Backend Reliability Systems

Backend engineering deep dives focused on design quality and correctness under failure.

Cricket Net Booking System

>A production-focused booking platform for correct reservations under concurrent traffic.
>Built to prevent double bookings, duplicate payments, and incorrect states.

>Spring Boot service with PostgreSQL as source of truth and Redis for performance acceleration.
>Layered backend: HTTP controllers -> security/rate-limit layer -> domain services -> persistence.
>External boundaries include payment gateway callbacks, SMTP, and SMS notification provider integrations.
>Hosted in Docker containers behind Nginx reverse proxy.
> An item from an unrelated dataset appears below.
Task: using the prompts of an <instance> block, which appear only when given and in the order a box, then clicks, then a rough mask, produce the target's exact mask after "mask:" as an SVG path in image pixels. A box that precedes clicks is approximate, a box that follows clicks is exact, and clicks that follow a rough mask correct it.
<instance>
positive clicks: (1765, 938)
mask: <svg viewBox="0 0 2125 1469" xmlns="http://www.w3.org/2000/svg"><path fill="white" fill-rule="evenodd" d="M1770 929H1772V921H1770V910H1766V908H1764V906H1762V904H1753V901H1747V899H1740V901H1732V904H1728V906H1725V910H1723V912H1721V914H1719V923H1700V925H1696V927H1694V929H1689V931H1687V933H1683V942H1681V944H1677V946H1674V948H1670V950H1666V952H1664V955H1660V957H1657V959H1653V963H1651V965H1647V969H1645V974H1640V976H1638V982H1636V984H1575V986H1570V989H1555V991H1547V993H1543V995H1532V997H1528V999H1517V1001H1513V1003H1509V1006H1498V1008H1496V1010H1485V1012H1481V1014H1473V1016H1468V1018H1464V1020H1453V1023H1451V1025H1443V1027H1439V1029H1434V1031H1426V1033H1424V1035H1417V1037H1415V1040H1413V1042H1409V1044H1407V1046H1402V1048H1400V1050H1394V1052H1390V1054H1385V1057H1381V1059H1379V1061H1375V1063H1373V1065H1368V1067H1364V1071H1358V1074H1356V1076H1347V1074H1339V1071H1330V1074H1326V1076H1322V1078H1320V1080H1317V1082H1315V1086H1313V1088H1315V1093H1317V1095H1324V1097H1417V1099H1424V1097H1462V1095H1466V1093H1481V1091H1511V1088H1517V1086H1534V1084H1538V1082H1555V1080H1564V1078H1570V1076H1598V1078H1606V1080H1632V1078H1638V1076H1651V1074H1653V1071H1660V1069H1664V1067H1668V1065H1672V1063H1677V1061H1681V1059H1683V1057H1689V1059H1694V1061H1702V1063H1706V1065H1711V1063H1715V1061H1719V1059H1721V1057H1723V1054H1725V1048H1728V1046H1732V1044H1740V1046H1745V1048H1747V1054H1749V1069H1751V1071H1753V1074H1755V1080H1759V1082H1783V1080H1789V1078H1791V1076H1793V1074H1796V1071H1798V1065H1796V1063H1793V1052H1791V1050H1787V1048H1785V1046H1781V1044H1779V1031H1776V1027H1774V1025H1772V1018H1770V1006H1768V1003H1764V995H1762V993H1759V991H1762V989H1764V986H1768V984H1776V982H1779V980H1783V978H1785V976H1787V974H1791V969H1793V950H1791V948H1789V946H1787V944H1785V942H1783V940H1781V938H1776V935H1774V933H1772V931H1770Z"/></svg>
>Transaction boundaries protect booking create/update operations from partial writes.
>Idempotency keys ensure repeated create/payment callbacks return the same result.
>Distributed locking and deterministic DB lock ordering protect concurrent slot writes.
>PostgreSQL overlap exclusion constraints act as final conflict safety net under race pressure.
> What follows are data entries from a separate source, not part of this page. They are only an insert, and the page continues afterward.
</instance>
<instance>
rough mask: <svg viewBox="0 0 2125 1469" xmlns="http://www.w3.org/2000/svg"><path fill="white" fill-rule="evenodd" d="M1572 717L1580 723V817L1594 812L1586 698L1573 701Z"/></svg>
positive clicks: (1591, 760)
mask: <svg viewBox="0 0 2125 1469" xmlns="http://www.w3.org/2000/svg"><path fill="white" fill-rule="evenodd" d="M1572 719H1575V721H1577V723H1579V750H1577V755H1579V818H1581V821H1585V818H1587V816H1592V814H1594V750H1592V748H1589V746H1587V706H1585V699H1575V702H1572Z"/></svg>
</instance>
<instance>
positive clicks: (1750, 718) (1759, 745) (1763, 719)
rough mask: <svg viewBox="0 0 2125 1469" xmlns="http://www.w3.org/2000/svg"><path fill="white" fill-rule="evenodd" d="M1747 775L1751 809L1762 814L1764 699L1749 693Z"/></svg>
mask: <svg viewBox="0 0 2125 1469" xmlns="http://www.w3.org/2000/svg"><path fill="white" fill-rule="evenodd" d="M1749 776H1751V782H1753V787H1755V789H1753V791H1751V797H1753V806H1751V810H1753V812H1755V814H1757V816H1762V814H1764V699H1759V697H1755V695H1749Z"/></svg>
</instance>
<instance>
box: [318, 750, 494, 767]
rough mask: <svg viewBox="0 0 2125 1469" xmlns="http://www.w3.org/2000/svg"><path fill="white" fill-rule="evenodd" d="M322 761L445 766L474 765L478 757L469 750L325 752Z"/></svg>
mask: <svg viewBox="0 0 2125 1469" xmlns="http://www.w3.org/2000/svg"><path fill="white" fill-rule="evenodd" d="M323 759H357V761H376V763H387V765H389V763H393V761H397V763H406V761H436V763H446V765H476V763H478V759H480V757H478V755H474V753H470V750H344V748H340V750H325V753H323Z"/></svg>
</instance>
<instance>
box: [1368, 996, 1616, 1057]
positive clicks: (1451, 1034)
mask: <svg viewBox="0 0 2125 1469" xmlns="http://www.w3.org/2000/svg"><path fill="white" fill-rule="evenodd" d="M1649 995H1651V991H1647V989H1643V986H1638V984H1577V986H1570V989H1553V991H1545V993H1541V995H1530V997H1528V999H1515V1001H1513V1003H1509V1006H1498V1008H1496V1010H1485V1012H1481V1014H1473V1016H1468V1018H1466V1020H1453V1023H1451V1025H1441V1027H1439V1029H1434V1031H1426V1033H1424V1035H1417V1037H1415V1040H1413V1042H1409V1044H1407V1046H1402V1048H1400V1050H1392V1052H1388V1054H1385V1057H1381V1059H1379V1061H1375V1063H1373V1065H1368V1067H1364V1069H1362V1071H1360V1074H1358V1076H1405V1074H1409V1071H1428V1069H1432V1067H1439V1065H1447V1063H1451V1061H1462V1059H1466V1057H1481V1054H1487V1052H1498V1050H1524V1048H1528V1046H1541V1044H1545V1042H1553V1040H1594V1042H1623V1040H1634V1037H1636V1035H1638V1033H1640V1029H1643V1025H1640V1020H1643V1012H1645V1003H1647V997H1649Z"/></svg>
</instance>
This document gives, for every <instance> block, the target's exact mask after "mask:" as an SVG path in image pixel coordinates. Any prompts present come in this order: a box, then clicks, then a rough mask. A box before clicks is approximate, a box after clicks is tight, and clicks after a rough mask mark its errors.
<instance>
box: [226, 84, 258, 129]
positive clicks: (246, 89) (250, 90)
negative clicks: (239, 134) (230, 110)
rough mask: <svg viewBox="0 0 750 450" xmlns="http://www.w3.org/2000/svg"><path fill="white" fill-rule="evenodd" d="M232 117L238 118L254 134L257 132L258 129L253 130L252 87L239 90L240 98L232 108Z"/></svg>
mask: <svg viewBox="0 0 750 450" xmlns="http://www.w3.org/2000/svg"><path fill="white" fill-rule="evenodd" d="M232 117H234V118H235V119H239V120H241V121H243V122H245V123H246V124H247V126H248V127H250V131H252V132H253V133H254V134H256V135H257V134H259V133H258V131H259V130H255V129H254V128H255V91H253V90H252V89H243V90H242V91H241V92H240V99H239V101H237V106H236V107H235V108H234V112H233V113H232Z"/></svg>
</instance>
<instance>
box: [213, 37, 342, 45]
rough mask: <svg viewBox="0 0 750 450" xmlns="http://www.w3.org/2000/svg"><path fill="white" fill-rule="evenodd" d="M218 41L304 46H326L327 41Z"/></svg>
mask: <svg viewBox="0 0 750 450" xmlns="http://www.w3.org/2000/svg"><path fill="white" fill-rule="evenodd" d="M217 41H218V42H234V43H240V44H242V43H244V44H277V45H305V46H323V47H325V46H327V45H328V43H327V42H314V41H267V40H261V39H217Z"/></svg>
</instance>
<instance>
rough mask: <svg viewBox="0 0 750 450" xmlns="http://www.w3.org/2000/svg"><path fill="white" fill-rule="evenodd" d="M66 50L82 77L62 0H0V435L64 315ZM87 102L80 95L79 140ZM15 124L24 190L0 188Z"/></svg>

>Public payment callbacks are verified through HMAC signature checks, CIDR allowlist validation, and timestamp freshness checks.
>Replay defense uses Redis dedupe keys to safely ignore repeated callback payloads.
>Rate limiting is layered: global sharded limiter, DoS threshold limiter, and endpoint-level policies with Retry-After signaling.
>Refresh-session design uses rotation and replay-aware revocation to reduce token hijack risk.
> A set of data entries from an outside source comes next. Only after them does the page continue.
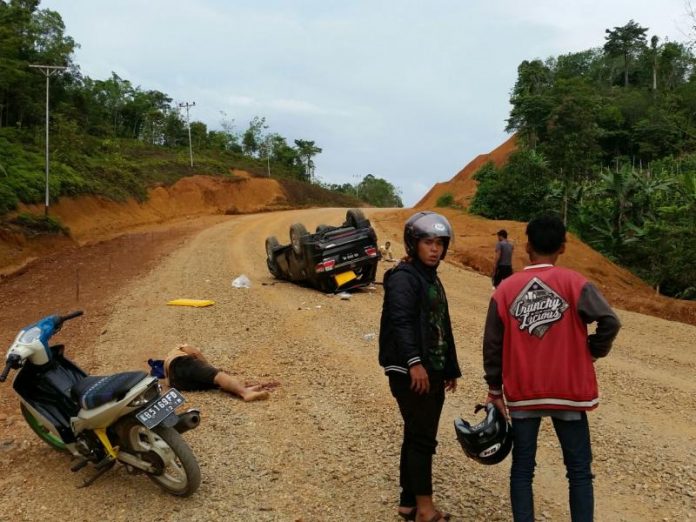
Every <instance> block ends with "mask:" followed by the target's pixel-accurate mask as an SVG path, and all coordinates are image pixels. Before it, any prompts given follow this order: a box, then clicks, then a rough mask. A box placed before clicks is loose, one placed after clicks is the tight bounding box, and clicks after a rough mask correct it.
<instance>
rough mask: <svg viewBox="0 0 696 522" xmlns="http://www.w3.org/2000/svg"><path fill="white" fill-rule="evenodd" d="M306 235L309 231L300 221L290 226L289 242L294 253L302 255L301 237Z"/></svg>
mask: <svg viewBox="0 0 696 522" xmlns="http://www.w3.org/2000/svg"><path fill="white" fill-rule="evenodd" d="M308 235H309V232H307V229H306V228H305V226H304V225H303V224H302V223H295V224H293V225H292V226H291V227H290V244H291V245H292V251H293V252H295V255H298V256H299V255H302V238H303V237H305V236H308Z"/></svg>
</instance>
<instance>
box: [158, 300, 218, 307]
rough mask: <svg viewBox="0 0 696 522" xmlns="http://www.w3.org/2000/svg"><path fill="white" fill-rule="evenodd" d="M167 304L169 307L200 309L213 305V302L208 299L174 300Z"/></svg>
mask: <svg viewBox="0 0 696 522" xmlns="http://www.w3.org/2000/svg"><path fill="white" fill-rule="evenodd" d="M167 304H168V305H171V306H195V307H196V308H200V307H203V306H210V305H214V304H215V301H210V300H208V299H174V300H173V301H169V302H168V303H167Z"/></svg>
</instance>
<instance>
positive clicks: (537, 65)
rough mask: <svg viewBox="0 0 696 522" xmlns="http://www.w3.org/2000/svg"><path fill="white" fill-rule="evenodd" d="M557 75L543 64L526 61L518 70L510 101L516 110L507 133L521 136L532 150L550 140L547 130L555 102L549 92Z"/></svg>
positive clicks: (521, 137) (507, 130)
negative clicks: (553, 100) (545, 140)
mask: <svg viewBox="0 0 696 522" xmlns="http://www.w3.org/2000/svg"><path fill="white" fill-rule="evenodd" d="M552 86H553V75H552V73H551V70H550V69H549V67H548V66H547V65H546V64H544V63H543V62H542V61H541V60H533V61H531V62H529V61H527V60H525V61H523V62H522V63H521V64H520V66H519V67H518V68H517V82H516V83H515V87H514V89H513V91H512V96H511V97H510V103H511V105H512V110H511V111H510V118H508V120H507V127H506V129H505V130H506V131H507V132H517V133H518V135H519V136H520V137H521V138H522V139H523V140H524V142H525V143H527V144H528V145H529V147H531V148H534V147H536V145H537V143H538V142H539V141H543V140H545V139H546V128H547V122H548V118H549V114H550V112H551V108H552V101H551V99H550V98H549V96H548V92H549V90H550V89H551V87H552Z"/></svg>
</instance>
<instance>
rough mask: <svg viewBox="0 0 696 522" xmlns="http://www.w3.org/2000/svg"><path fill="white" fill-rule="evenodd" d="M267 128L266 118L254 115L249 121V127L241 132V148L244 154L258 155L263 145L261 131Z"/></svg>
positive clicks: (259, 155) (248, 155) (263, 138)
mask: <svg viewBox="0 0 696 522" xmlns="http://www.w3.org/2000/svg"><path fill="white" fill-rule="evenodd" d="M267 128H268V125H267V124H266V118H260V117H259V116H254V117H253V118H252V120H251V121H250V122H249V127H248V128H247V130H245V131H244V134H242V149H243V151H244V154H246V155H247V156H251V157H256V158H258V157H260V152H261V149H262V147H263V143H264V137H263V131H264V130H266V129H267Z"/></svg>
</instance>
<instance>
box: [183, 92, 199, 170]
mask: <svg viewBox="0 0 696 522" xmlns="http://www.w3.org/2000/svg"><path fill="white" fill-rule="evenodd" d="M195 106H196V102H191V103H189V102H183V103H180V104H179V107H185V108H186V126H187V127H188V130H189V157H190V158H191V167H193V147H192V146H191V122H190V121H189V117H188V110H189V108H190V107H195Z"/></svg>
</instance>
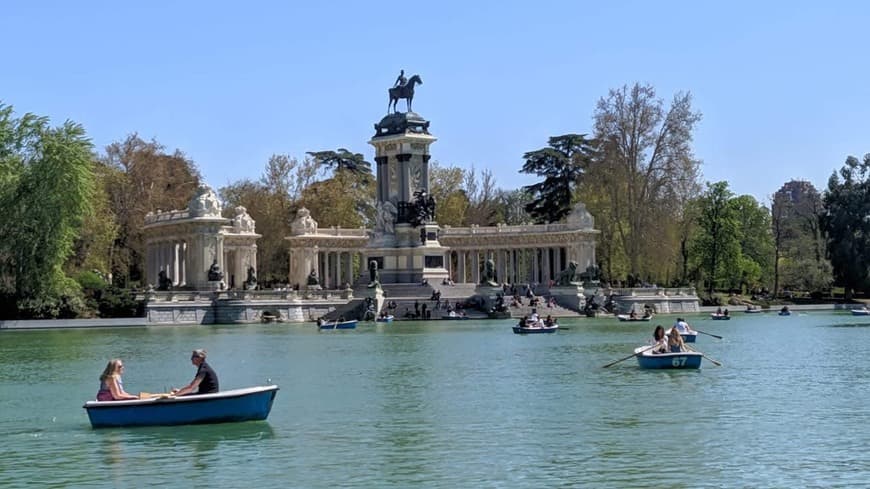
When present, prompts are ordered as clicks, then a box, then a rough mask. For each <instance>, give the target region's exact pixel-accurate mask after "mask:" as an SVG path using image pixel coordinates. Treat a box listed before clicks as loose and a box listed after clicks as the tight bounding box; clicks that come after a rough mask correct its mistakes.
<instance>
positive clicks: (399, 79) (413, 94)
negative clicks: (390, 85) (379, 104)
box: [387, 70, 423, 113]
mask: <svg viewBox="0 0 870 489" xmlns="http://www.w3.org/2000/svg"><path fill="white" fill-rule="evenodd" d="M417 84H420V85H422V84H423V80H421V79H420V75H413V76H411V78H405V70H401V71H400V72H399V76H398V77H397V78H396V83H395V84H394V85H393V88H391V89H389V90H388V91H389V93H390V103H389V104H387V112H388V113H389V112H393V113H395V112H397V109H396V104H397V103H398V102H399V99H400V98H403V99H405V100H406V101H407V103H408V112H412V110H411V102H412V101H413V100H414V86H415V85H417Z"/></svg>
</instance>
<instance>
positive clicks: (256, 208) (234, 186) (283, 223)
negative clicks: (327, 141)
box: [220, 154, 317, 285]
mask: <svg viewBox="0 0 870 489" xmlns="http://www.w3.org/2000/svg"><path fill="white" fill-rule="evenodd" d="M316 170H317V165H316V163H315V161H314V160H313V159H312V158H305V159H303V160H302V161H299V160H297V159H296V158H291V157H289V156H288V155H279V154H276V155H272V156H271V157H270V158H269V161H268V162H267V163H266V167H265V169H264V170H263V174H262V176H261V177H260V180H259V181H256V182H254V181H251V180H247V179H246V180H241V181H239V182H235V183H233V184H230V185H228V186H226V187H223V188H221V189H220V195H221V199H222V200H223V201H224V202H225V203H226V205H227V207H228V208H234V207H236V206H239V205H241V206H244V207H245V208H246V210H247V212H248V214H249V215H250V216H251V218H252V219H254V221H256V226H257V232H258V233H259V234H261V235H262V238H260V239H259V240H258V241H257V255H258V258H257V275H258V277H259V280H260V282H261V283H263V284H266V285H267V284H269V283H273V282H279V283H280V282H285V281H286V280H287V264H288V263H289V256H288V248H287V246H286V241H285V240H284V237H285V236H287V235H288V234H290V223H291V222H292V220H293V217H294V216H293V211H294V209H295V208H296V207H297V203H298V200H299V199H300V198H301V197H302V193H303V192H304V189H305V188H307V187H308V186H309V185H310V183H311V182H312V180H313V178H314V175H315V174H316Z"/></svg>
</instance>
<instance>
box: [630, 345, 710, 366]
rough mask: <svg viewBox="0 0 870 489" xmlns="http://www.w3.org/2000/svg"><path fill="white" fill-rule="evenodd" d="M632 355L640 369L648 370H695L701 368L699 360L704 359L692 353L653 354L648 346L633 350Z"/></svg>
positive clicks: (699, 360)
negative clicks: (697, 368)
mask: <svg viewBox="0 0 870 489" xmlns="http://www.w3.org/2000/svg"><path fill="white" fill-rule="evenodd" d="M634 355H635V357H637V364H638V365H639V366H640V368H649V369H665V368H671V369H697V368H701V359H702V358H704V356H703V355H702V354H701V353H698V352H694V351H683V352H679V353H653V352H652V350H651V348H650V347H649V346H641V347H639V348H635V349H634Z"/></svg>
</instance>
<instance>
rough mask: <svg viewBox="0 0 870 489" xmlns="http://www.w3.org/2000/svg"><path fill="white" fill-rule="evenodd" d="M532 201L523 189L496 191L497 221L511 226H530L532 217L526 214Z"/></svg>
mask: <svg viewBox="0 0 870 489" xmlns="http://www.w3.org/2000/svg"><path fill="white" fill-rule="evenodd" d="M531 199H532V197H531V196H530V195H529V194H528V193H527V192H525V191H524V190H523V189H515V190H505V189H498V190H496V195H495V200H496V202H497V206H496V213H497V216H496V219H497V221H498V222H503V223H505V224H507V225H509V226H515V225H519V224H528V223H529V222H531V216H529V213H528V212H526V203H527V202H529V201H530V200H531Z"/></svg>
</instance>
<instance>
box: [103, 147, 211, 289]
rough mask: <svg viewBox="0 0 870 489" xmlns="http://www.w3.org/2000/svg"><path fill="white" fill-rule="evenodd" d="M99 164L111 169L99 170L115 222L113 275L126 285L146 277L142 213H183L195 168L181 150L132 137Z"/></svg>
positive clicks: (193, 188)
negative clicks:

>If Redis fails, the system enters degraded mode where performance drops but correctness remains DB-protected.
>Fail-open cache handling preserves availability on cache errors while critical keyspaces remain fail-closed.
>If payment confirmation is retried, system returns existing booking instead of duplicating.
>If any validation step fails, transaction rollback keeps state consistent.

>Read path is cache-first with Redis primary and fallback behavior during backend instability.
>Write path performs after-commit invalidation so cache is never updated before durable state change.
>Scoped version-token invalidation (broad/net/date/net+date) avoids stale cross-node availability views.

>Swagger UI: https://api.rumalg.me/swagger-ui/index.html
>Actuator health endpoint: https://api.rumalg.me/actuator/health
>Current health signals include DB UP, Redis UP, rate-limit status UP, and circuit breaker state visibility.

>Correctness first: additional locking and validation add write-path latency under contention.
>Layered defenses increase operational complexity but provide deterministic behavior under retries and concurrency.
>Current hardening priorities include stricter production migration policy and callback configuration validation.

>Async Python runtime with PyroFork/Pyrogram and layered handler -> service -> repository flow.
>MongoDB serves indexed metadata queries while Telegram remains the underlying media storage.
>Redis is used for sessions, cache acceleration, and rate-limiting primitives.
>Hosted in Docker behind Nginx with production runtime monitoring.

>MongoDB indexing strategy provides fast and deterministic retrieval for large channel datasets.
>User-wise rate limiting to isolate abusive or heavy request patterns.
>Atomic quota reservation with compensating release prevents oversubscription during bulk send operations.
>Global merge/sort before pagination preserves correctness in multi-database search responses.
>Supports multiple MongoDB databases using separate DB URIs for client-specific routing/failover.

>Per-database circuit breaker states (CLOSED/OPEN/HALF_OPEN) isolate failing pools without collapsing all writes.
>FloodWait and transient Telegram RPC failures are handled with adaptive retry scheduling and bounded concurrency.
>Bounded queue + overflow queue + dynamic batch sizing protect indexing pipeline during traffic spikes.
>Broadcast state and maintenance counters are persisted so restarts recover safely.

>Operational endpoints: /health, /metrics, /performance.
>Admin runtime controls include cache/database/performance visibility and broadcast lifecycle actions.
>Maintenance jobs and structured task cleanup reduce long-running runtime drift and orphan background work.

>System chooses metadata indexing over external file storage, reducing storage/legal overhead but requiring robust reference reconstruction.
>Cross-database correctness and failover resilience add implementation complexity compared to single-DB bots.
>Built as a client project with configurable deployment behavior and operational controls.